Le dernier rapport du BVG pour 2018 a déçu nombre d’observateurs. Le montant des fraudes dénoncées n’a jamais été aussi bas : 2 milliards de FCFA (3 millions d’euros) quand les précédents rapports – entre 2006 et 2017 – dénonçaient chaque année des fraudes oscillant entre 4,6 milliards de FCFA (7 millions d’euros) en 2016 et plus de 80 milliards de FCFA (122 millions d’euros) en 2006. Un différentiel dans lequel certains lisent une volonté de masquer le réel…

« L’élection présidentielle a eu lieu en 2018 et une partie de l’aide financière de certaines communes a été liée aux faveurs électorales que les politiques locaux voulaient bien leur accorder », glisse une source internationale, avant de dénoncer une utilisation des moyens de l’Etat à des fins électoralistes. Des allégations graves qu’il est impossible de confirmer, bien qu’elles soient partagées par d’autres acteurs. « Il faut que les gens soient prudents dans la manipulation des rapports du BVG », a réagi M. Sangaré, tout à s’abstenant de tout autre commentaire.

« L’Etat vu comme un agresseur »

Quoi qu’il en soit, les citoyens semblent avoir perdu confiance en l’Etat. Le dernier baromètre mondial de la corruption de Transparency International, souligne qu’en 2019, au Mali, 71 % des personnes interrogées ont estimé que leur gouvernement faisait un mauvais travail en matière de lutte contre la corruption.

Quelques mois après son accession au pouvoir, le président Ibrahim Boubacar Keïta avait pourtant fait de la lutte contre la délinquance financière une de ses priorités. « Nul ne s’enrichira plus illégalement et impunément sous notre mandat », avait-il alors déclaré, avant de faire de 2014 l’année de la lutte contre la corruption.

Mais au-delà des mots, les actes se font attendre. « Il y a beaucoup d’initiatives et de bonnes volontés, mais le résultat n’est pas à la hauteur », estime M. Guindo, avant d’insister sur l’impact, énorme, de la délinquance financière sur la stabilité du Mali : « L’une des conséquences de la corruption est que les citoyens ne voient plus l’Etat comme un protecteur mais comme un agresseur. Ça les éloigne de l’Etat et fait grandir chez eux un sentiment d’injustice. L’insécurité a été favorisée par la corruption.
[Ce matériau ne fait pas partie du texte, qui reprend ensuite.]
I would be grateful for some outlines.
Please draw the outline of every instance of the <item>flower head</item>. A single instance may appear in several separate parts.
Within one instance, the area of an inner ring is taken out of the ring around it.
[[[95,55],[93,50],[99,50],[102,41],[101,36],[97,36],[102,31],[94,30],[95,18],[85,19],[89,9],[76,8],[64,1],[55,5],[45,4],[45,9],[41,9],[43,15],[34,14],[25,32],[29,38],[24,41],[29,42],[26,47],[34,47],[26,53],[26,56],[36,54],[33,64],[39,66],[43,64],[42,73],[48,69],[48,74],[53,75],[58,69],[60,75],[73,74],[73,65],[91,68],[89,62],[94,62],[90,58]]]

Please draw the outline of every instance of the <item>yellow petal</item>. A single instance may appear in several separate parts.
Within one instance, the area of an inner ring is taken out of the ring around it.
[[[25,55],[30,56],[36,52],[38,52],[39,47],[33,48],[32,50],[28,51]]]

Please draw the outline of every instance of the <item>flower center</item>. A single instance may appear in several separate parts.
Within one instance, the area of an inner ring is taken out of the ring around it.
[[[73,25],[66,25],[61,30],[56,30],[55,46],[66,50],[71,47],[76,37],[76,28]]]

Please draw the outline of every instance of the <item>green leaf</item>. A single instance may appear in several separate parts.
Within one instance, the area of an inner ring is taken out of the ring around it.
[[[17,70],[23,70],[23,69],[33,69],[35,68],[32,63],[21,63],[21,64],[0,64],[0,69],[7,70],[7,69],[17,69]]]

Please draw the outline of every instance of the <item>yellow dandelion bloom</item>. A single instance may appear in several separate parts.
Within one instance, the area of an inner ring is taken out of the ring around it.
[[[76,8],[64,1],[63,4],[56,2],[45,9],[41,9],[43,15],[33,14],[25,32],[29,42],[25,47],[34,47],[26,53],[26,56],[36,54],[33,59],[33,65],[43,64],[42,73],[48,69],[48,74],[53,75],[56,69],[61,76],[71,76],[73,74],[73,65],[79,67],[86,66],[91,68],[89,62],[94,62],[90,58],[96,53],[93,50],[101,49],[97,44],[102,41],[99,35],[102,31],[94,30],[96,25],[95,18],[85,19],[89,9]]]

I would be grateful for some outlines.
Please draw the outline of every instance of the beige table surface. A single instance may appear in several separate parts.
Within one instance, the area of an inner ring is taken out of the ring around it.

Tant que nous ne l’admettrons pas, nous ne lutterons pas contre ses causes profondes. »

D’autant que les systèmes de défense et de sécurité maliens sont au cœur des soupçons. « Les recrues maliennes souhaitant rejoindre les forces de sécurité doivent souvent payer leurs supérieurs si elles veulent accéder à la formation obligatoire, nécessaire pour valider leur intégration », dénonce un diplomate européen au Sahel. Une future recrue, rencontrée par Le Monde, assure ainsi avoir dû payer cette année 500 000 FCFA (762 euros) pour rejoindre la formation de la police et obtenir son concours.

Pis, une des chancelleries occidentales à Bamako a évoqué des obstacles bureaucratiques mis en place pour lui extorquer de l’argent ; des personnels chargés du contrôle aérien demandant des pots-de-vin en échange de… l’obtention d’autorisations d’atterrissage pour certains de ses avions, utilisés dans la lutte contre le terrorisme au Sahel. Le porte-parole du gouvernement, qui doute de telles pratiques, n’a pas souhaité réagir davantage.
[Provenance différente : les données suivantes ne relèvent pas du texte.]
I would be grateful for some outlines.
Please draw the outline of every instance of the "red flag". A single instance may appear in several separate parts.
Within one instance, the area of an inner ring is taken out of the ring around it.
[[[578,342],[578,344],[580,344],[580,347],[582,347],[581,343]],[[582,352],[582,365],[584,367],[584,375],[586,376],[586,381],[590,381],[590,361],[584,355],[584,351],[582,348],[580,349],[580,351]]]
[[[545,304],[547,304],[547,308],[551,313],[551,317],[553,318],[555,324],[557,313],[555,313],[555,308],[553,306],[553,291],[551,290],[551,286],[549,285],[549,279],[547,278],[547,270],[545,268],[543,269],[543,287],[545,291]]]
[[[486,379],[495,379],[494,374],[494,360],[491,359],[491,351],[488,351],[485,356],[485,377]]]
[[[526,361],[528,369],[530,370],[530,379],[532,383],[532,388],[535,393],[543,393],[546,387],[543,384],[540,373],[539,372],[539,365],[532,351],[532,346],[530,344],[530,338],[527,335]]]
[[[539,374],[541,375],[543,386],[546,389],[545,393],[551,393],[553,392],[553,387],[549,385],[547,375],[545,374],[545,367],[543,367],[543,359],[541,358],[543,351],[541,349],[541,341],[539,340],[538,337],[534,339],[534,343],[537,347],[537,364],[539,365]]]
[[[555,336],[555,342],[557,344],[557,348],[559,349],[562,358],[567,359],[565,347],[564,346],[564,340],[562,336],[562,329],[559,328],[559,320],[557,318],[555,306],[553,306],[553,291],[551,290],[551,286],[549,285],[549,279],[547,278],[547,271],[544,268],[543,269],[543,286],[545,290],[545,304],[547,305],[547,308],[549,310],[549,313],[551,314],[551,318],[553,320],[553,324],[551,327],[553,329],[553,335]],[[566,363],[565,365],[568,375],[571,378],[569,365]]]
Des allégations graves et une fois de plus invérifiables, mais qui soulignent l’ampleur des doutes des acteurs internationaux comme des citoyens quant au bon usage des fonds publics. Selon le baromètre mondial de la corruption 2019, six Maliens sur dix pensent que la corruption a progressé au cours des douze derniers mois. Ils étaient deux fois moins nombreux en 2015.